落ちはもしかするとバッドエンドを予期させるものとも解釈できますけど、自分はなんとなく作風からそれはないんじゃないか…と思ってます。
☆『教皇選挙』
偶然でいまめちゃくちゃタイムリーな映画になってしまった脚色賞受賞作…ということは原作があったのね(今気づいた。英国の小説だそうで)。スルー予定でしたが映像がとても美しいと聞いて見ることにしました。
タイトル通り教皇の座を巡る暗闘を題材にした作品。ただ候補たちがみなそれなりにお上品なおじいちゃんなので、流血沙汰とかにはなりません。それでもひねった謎・伏線がちりばめられていて、一風変わったミステリーのような趣があります。

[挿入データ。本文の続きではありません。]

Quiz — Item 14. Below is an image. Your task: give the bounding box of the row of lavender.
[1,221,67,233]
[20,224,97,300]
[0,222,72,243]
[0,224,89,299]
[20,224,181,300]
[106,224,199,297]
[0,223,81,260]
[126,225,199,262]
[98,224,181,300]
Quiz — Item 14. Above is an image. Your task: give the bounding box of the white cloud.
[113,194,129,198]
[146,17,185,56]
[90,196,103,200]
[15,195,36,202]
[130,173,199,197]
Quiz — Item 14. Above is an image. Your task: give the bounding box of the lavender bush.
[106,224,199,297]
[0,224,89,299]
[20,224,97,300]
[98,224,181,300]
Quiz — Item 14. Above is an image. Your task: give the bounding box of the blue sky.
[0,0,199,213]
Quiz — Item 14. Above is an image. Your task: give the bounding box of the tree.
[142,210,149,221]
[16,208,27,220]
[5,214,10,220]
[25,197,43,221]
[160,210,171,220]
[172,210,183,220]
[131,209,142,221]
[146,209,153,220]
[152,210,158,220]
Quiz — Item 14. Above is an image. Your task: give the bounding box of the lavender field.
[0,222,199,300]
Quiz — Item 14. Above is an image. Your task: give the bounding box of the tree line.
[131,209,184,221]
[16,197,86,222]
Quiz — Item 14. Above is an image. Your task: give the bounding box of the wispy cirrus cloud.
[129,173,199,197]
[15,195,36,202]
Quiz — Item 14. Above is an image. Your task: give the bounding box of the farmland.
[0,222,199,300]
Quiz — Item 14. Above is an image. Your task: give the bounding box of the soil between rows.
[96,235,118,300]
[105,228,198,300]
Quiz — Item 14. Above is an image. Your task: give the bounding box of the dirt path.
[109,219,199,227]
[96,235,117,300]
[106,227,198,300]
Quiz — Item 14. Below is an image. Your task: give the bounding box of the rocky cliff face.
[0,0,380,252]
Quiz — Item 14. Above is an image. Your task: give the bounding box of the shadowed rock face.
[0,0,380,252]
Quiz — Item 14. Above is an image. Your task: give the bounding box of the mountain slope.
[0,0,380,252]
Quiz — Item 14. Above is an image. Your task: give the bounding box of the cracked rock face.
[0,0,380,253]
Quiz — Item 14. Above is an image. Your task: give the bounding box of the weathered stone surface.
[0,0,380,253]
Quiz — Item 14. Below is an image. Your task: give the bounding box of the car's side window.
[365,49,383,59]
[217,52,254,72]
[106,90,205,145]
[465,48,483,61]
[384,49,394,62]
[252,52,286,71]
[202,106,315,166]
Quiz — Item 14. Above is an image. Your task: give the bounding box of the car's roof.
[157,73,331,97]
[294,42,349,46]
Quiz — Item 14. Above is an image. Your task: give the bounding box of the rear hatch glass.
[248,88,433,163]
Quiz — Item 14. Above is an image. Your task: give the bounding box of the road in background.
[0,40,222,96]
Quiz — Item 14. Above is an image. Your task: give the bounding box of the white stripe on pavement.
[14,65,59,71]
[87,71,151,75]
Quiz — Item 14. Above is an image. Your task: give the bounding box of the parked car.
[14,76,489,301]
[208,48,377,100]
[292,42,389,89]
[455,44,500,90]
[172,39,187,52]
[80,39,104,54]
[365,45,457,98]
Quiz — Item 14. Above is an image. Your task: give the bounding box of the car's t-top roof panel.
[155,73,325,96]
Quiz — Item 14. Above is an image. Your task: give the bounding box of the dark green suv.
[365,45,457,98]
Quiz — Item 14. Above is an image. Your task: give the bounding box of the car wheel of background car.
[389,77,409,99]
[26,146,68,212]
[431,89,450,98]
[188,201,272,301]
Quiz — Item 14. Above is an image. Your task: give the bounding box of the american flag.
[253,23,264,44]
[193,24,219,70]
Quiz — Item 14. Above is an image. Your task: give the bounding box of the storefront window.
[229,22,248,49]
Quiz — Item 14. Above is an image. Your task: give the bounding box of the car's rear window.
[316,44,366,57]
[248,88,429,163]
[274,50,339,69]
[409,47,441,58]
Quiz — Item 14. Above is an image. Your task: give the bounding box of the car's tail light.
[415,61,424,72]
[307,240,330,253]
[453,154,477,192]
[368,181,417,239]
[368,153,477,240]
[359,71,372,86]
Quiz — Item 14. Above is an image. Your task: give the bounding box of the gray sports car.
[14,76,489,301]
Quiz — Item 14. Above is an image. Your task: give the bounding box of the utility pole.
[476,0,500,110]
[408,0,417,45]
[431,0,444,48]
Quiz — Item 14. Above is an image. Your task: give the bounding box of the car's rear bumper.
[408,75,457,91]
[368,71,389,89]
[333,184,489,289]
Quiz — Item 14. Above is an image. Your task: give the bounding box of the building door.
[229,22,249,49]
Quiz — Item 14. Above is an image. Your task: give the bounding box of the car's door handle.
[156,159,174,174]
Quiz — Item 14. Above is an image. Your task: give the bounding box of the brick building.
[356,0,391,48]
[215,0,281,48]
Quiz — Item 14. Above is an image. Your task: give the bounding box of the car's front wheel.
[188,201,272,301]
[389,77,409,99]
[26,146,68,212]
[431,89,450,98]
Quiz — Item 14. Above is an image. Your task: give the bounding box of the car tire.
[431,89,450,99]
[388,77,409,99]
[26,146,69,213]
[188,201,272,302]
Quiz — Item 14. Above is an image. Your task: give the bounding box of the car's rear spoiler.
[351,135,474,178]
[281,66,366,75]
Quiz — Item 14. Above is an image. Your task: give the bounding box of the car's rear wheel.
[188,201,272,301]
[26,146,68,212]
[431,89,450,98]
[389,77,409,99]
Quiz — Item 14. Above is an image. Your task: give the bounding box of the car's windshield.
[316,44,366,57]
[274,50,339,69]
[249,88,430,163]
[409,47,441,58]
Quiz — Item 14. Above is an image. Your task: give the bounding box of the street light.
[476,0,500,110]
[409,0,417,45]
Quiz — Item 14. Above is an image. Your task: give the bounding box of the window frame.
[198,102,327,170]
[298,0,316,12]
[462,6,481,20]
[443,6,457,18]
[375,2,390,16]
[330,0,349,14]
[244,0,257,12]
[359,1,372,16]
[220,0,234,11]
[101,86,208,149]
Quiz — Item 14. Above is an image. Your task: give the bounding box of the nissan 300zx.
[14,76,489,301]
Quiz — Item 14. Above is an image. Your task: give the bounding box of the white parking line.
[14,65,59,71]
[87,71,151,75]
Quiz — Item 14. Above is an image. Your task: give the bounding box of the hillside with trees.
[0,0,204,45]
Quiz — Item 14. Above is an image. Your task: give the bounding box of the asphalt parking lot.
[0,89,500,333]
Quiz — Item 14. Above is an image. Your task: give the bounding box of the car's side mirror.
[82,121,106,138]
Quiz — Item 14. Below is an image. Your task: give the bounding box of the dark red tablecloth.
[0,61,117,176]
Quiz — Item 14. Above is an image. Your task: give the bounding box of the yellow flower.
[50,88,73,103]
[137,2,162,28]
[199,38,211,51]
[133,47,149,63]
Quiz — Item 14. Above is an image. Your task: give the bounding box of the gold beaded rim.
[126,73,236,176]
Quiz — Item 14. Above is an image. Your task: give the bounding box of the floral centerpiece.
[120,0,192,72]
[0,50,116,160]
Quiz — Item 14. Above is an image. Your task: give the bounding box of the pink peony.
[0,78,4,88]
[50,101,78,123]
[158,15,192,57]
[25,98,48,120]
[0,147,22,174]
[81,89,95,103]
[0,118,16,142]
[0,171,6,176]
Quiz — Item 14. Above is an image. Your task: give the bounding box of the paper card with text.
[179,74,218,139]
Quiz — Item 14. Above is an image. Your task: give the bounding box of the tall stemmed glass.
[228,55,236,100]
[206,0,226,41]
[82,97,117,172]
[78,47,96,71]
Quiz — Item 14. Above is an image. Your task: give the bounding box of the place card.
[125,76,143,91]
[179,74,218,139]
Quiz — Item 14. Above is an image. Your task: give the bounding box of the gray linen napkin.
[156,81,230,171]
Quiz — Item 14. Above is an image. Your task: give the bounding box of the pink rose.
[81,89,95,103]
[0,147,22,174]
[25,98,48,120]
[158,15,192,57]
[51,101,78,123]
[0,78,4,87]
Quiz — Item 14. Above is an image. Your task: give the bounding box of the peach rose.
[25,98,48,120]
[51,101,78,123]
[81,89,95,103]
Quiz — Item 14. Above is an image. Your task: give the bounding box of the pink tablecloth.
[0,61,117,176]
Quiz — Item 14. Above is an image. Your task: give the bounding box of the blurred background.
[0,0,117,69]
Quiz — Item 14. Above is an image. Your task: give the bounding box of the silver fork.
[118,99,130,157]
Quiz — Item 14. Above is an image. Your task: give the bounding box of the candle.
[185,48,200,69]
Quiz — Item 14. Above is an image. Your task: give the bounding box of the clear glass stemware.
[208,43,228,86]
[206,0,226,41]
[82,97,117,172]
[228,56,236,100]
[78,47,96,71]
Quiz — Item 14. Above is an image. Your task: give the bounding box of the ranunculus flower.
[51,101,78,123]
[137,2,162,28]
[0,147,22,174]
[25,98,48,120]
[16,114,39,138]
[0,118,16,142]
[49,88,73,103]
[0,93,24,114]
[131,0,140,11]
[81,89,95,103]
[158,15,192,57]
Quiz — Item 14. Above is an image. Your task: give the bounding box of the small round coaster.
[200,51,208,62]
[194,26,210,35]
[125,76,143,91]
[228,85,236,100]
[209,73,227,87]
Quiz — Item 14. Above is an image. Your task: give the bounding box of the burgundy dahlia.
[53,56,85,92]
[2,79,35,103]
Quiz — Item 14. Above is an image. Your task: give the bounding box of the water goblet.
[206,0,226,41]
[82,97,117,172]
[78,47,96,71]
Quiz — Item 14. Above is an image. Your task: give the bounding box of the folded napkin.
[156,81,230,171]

日本でも実際のコンクラーベより前から地道にヒットしてたのは、その辺に理由がありそう。
☆『ミッキー17』
こちらはアカデミー賞関係ないですけど、前作『パラサイト』でフィーバーしたポン・ジュノ待望の新作。ハリウッド製作で、荒廃した寒そうな世界を舞台にしたSF映画ということで『スノーピアサー』を思い出しますが、どっちかというとがっつり似てるのは『風の谷のナウシカ』だったり。
アメリカメインのキャストなせいか、あんなにくどめだったポン監督の個性がやや薄めになってしまったきらいはあります。それでも監督お得意のポカーンとさせられる必殺下ネタは健在でした。主人公が限りなく底辺の存在というところもそうかな。そんな最低辺のミッキーに美女が寄ってくるのが謎なんですけど、そこはやはりロバート・パティンソンだからでしょう。
ポン作品のラストはいつもいい意味でモヤモヤさせられるのに、こちらは割とすっきりさっぱりだったのはらしくなかったです。新境地でしょうか。
今年のアカデミー作品部門、DUNE2を別枠とするならその中で最もツボにはまったのはアノーラでしょうか。次いで教皇選挙、ブルータリストという感じ。
次回は『ファレル・ウィリアムス ピース・バイ・ピース』『アンジェントルメン』『サイレントナイト』『プロフェッショナル』『アマチュア』について書く予定です。